Peristiwa itu memang sangat kejam dan tragis bagi siapa yang merenungkan ataupun membaca kisahnya. Sebab yang dibunuh adalah orang yang sangat dicintai Rasulallah saw.

Tetapi sesedih atau setragis apapun peristiwa itu, apakah harus memperingatinya dengan melakukan kegiatan-kegiatan sebagai bentuk kedukaan dengan cara melukai diri sendiri, meratap dan menangis.
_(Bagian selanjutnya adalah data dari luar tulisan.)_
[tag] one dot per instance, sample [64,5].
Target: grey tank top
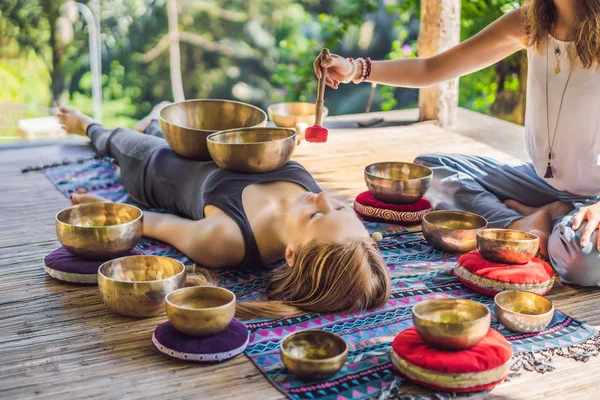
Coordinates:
[186,187]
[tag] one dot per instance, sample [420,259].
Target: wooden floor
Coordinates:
[59,341]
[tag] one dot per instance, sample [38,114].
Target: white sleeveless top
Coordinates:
[576,149]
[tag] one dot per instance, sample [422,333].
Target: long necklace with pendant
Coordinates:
[549,172]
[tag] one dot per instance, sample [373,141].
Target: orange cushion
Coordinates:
[490,278]
[481,367]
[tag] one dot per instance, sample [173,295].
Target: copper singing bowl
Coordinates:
[398,182]
[523,312]
[287,115]
[452,231]
[187,124]
[200,310]
[507,246]
[451,324]
[252,150]
[136,286]
[99,231]
[313,355]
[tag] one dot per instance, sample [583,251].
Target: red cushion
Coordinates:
[481,367]
[372,209]
[490,278]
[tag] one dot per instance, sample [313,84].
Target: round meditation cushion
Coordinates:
[368,207]
[481,367]
[490,278]
[64,266]
[220,347]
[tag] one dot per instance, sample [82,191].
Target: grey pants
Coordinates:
[480,185]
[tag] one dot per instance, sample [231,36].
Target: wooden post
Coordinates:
[439,30]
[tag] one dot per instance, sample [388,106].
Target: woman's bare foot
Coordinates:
[77,198]
[74,121]
[154,114]
[558,209]
[539,223]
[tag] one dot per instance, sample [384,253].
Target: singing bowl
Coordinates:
[313,355]
[136,286]
[252,150]
[398,182]
[523,312]
[451,324]
[287,115]
[187,124]
[200,310]
[507,246]
[99,231]
[452,231]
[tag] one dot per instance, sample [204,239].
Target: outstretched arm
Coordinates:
[500,39]
[208,241]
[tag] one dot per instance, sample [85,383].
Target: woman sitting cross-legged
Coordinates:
[225,219]
[557,194]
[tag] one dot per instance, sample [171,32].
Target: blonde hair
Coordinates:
[325,277]
[540,16]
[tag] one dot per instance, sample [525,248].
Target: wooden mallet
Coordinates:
[316,133]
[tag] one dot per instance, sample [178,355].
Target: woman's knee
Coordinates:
[575,264]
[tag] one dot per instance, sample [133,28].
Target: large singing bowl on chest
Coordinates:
[187,124]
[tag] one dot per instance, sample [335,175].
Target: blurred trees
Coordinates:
[258,51]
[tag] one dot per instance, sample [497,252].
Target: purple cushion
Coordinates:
[220,347]
[61,260]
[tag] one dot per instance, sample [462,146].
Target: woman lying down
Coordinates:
[329,261]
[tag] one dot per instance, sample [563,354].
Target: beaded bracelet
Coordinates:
[354,70]
[361,78]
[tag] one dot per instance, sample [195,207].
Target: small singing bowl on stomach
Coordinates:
[398,182]
[288,115]
[252,150]
[523,312]
[452,231]
[451,324]
[200,310]
[313,355]
[187,124]
[507,246]
[136,286]
[99,231]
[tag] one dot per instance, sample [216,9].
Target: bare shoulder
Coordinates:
[514,22]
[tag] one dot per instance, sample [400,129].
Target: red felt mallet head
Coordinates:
[316,133]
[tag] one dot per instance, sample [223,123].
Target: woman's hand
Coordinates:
[590,214]
[338,69]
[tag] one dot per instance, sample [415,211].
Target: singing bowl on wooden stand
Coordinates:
[451,324]
[452,231]
[313,354]
[99,231]
[507,246]
[200,310]
[136,286]
[187,124]
[252,150]
[398,182]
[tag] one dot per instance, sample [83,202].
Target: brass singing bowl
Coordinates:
[99,231]
[200,310]
[398,182]
[187,124]
[507,246]
[136,286]
[313,355]
[288,115]
[452,231]
[451,324]
[252,150]
[523,312]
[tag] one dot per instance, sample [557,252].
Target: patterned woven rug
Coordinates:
[418,272]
Cukup mendoakan, mayakini bahwa beliau adalah cucu kesayangan Rasulullah, dan mengambil hikmah dari sikap, sifat, dan keteladanan beliau, serta hikmah yang terkandung dalam tragedi itu.

Menyakiti diri sendiri, apalagi membahayakan nyawa atas dasar apapun, apalagi tidak membawa pada kemanfaatan pribadi maupun umum, adalah bentuk pengkhianatan seorang hamba pada Tuhannya yang menciptakan tubuhnya, yang seharusnya dirawat dan dijaga sebaik mungkin.